I am not sure if I am simply rephrasing what @Jdforrester-WMF asked above, but any way: Are we positive this issue would go away if we updated box the command runs on to PHP 7?

meh. I meant, if we moved the task to run on PHP 7 machine, that would mean we could still get correct XML, right? I.e. it does not require PHP 5?

meh. I meant, if we moved the task to run on PHP 7 machine, that would mean we could still get correct XML, right? I.e. it does not require PHP 5?

That should be, but I didn't check that, yet.
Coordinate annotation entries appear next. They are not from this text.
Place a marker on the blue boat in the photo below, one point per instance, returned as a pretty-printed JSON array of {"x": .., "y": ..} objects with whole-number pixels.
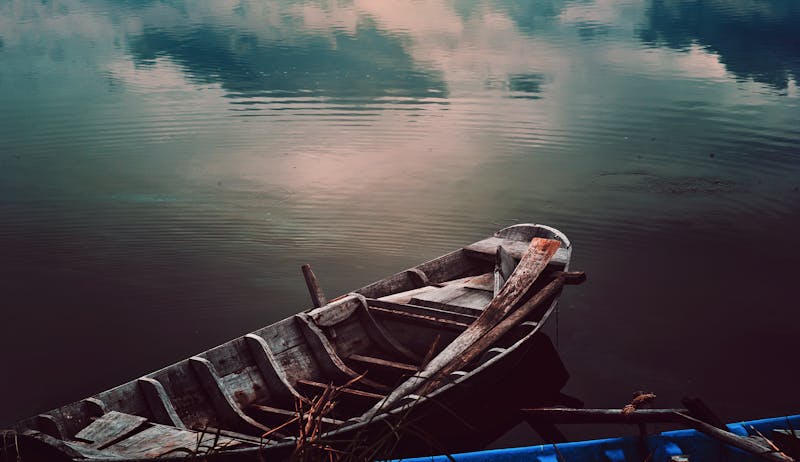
[{"x": 670, "y": 446}]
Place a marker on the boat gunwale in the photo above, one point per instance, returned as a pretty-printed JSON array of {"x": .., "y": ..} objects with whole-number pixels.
[{"x": 527, "y": 229}]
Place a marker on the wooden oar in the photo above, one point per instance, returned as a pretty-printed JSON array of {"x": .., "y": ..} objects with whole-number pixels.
[
  {"x": 533, "y": 262},
  {"x": 502, "y": 328},
  {"x": 749, "y": 445}
]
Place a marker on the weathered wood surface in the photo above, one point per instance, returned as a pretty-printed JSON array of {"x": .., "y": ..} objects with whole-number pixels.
[
  {"x": 226, "y": 408},
  {"x": 749, "y": 445},
  {"x": 161, "y": 407},
  {"x": 318, "y": 386},
  {"x": 558, "y": 415},
  {"x": 95, "y": 407},
  {"x": 372, "y": 361},
  {"x": 405, "y": 297},
  {"x": 159, "y": 440},
  {"x": 490, "y": 336},
  {"x": 326, "y": 355},
  {"x": 317, "y": 297},
  {"x": 466, "y": 318},
  {"x": 487, "y": 249},
  {"x": 530, "y": 267},
  {"x": 504, "y": 265},
  {"x": 455, "y": 298},
  {"x": 289, "y": 414},
  {"x": 270, "y": 369},
  {"x": 49, "y": 425},
  {"x": 483, "y": 281},
  {"x": 335, "y": 312},
  {"x": 420, "y": 319},
  {"x": 110, "y": 428}
]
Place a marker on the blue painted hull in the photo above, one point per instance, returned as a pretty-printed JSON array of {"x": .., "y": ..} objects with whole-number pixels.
[{"x": 691, "y": 443}]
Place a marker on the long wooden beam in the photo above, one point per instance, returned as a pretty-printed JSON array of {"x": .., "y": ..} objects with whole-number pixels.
[
  {"x": 533, "y": 262},
  {"x": 749, "y": 445},
  {"x": 590, "y": 416}
]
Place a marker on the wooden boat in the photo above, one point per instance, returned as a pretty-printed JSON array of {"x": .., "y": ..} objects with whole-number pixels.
[
  {"x": 671, "y": 446},
  {"x": 366, "y": 358}
]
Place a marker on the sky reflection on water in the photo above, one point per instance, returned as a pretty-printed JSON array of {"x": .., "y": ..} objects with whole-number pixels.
[{"x": 167, "y": 159}]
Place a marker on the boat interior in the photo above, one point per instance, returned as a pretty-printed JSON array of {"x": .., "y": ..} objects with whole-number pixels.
[{"x": 371, "y": 339}]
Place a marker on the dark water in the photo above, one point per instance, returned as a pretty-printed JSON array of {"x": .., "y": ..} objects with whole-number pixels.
[{"x": 167, "y": 166}]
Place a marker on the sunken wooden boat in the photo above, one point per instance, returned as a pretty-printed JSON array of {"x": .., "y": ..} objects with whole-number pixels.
[{"x": 405, "y": 353}]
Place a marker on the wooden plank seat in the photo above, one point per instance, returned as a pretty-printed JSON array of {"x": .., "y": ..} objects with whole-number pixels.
[
  {"x": 455, "y": 298},
  {"x": 487, "y": 249},
  {"x": 382, "y": 369},
  {"x": 423, "y": 310},
  {"x": 318, "y": 388},
  {"x": 431, "y": 321}
]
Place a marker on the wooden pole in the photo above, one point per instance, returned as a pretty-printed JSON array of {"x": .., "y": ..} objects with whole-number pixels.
[
  {"x": 745, "y": 444},
  {"x": 317, "y": 297},
  {"x": 591, "y": 416}
]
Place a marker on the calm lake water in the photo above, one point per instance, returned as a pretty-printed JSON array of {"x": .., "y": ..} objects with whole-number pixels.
[{"x": 167, "y": 166}]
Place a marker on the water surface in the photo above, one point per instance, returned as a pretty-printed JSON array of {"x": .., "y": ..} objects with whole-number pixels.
[{"x": 166, "y": 167}]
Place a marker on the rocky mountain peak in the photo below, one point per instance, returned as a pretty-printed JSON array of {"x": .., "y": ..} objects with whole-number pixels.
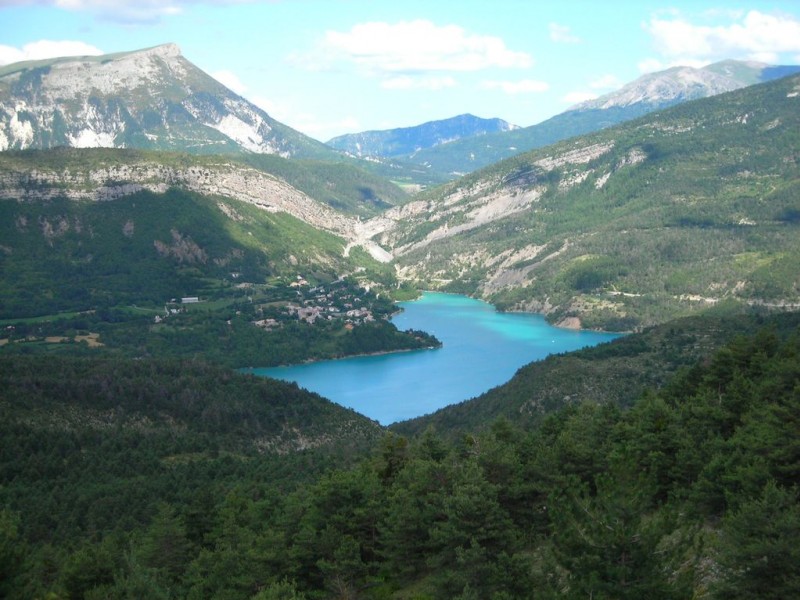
[{"x": 149, "y": 99}]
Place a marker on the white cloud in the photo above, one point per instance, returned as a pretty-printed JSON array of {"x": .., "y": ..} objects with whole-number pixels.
[
  {"x": 131, "y": 12},
  {"x": 753, "y": 35},
  {"x": 524, "y": 86},
  {"x": 43, "y": 49},
  {"x": 578, "y": 97},
  {"x": 562, "y": 34},
  {"x": 230, "y": 80},
  {"x": 417, "y": 46},
  {"x": 406, "y": 82}
]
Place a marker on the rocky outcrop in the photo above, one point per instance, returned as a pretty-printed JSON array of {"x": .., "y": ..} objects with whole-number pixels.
[{"x": 241, "y": 183}]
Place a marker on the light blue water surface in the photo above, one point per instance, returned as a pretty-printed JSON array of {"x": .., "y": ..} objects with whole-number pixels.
[{"x": 482, "y": 349}]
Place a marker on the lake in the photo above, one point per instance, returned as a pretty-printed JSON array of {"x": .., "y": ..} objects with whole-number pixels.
[{"x": 482, "y": 348}]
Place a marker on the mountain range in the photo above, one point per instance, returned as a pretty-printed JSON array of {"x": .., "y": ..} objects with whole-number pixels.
[
  {"x": 676, "y": 211},
  {"x": 136, "y": 463},
  {"x": 703, "y": 190},
  {"x": 646, "y": 94},
  {"x": 408, "y": 140}
]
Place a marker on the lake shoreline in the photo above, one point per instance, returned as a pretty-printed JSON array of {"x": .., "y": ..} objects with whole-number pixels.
[{"x": 482, "y": 348}]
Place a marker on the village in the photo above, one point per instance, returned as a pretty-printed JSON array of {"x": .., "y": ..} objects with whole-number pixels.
[{"x": 339, "y": 299}]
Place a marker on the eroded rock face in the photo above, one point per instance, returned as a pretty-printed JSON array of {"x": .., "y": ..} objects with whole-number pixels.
[
  {"x": 150, "y": 99},
  {"x": 228, "y": 180}
]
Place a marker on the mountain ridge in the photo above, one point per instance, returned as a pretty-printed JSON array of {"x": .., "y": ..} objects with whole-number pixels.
[
  {"x": 401, "y": 141},
  {"x": 705, "y": 190},
  {"x": 666, "y": 89},
  {"x": 151, "y": 99}
]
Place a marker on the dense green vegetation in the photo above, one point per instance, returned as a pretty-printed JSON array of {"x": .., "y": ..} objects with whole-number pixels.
[
  {"x": 118, "y": 270},
  {"x": 691, "y": 492},
  {"x": 640, "y": 223},
  {"x": 344, "y": 184},
  {"x": 616, "y": 373}
]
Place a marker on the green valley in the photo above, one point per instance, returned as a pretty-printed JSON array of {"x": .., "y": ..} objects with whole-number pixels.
[
  {"x": 657, "y": 218},
  {"x": 139, "y": 280}
]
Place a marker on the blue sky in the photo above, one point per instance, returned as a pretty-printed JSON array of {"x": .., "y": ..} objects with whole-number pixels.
[{"x": 327, "y": 67}]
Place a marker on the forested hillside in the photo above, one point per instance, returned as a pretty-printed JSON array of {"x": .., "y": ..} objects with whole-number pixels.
[
  {"x": 689, "y": 493},
  {"x": 660, "y": 217},
  {"x": 616, "y": 373}
]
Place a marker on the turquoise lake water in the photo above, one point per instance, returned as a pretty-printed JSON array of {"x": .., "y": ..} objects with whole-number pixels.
[{"x": 482, "y": 349}]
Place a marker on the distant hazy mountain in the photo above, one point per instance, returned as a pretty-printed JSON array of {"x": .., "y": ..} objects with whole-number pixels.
[
  {"x": 650, "y": 92},
  {"x": 686, "y": 208},
  {"x": 407, "y": 140},
  {"x": 148, "y": 99}
]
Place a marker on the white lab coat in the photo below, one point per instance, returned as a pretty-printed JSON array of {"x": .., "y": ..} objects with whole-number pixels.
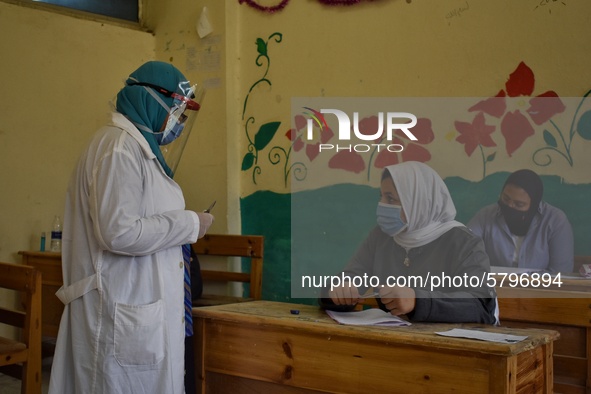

meh. I meant, if we moved the task to run on PHP 7 machine, that would mean we could still get correct XML, right? I.e. it does not require PHP 5?

That should be, but I didn't check that, yet.

Have you had a chance yet? Right now this is the only open task underneath T86081; if it's an on-going issue, should we stash it under T172165 too? That's coming up very quickly…

meh. I meant, if we moved the task to run on PHP 7 machine, that would mean we could still get correct XML, right? I.e. it does not require PHP 5?

That should be, but I didn't check that, yet.

Have you had a chance yet? Right now this is the only open task underneath T86081; if it's an on-going issue, should we stash it under T172165 too? That's coming up very quickly…

This is going to come up relatively soon, as we are going to move the snapshot hosts (and thus this job) to PHP7 this coming quarter.

$ cat test.sh 
#!/bin/bash

tmpDir=`mktemp -d`
touch $tmpDir/foo.json.gz
touch $tmpDir/bar.ttl.gz
touch $tmpDir/bar.ttl.bz2

php DCAT.php --config=./config.example.json --dumpDir="$tmpDir" --outputDir=/tmp &&
rm -rf $tmpDir &&
echo "Find the output at /tmp/dcatap.rdf" &&
exit 0

rm -rf $tmpDir
echo Error

Identical output with PHP 5.5.9-1ubuntu4.24 and PHP 7.1.15 (cli):

$ bash test.sh 
Find the output at /tmp/dcatap.rdf
$ md5sum /tmp/dcatap.rdf 
f488c991f5a7dfd58f05ac2fc48c3706  /tmp/dcatap.rdf

As far as I'm concerned we can 'decline' it since we'll be moving to php7 for dumps this quarter.

Per above: The script works fine with Zend (5.5 and 7), and we no longer really care for HHVM.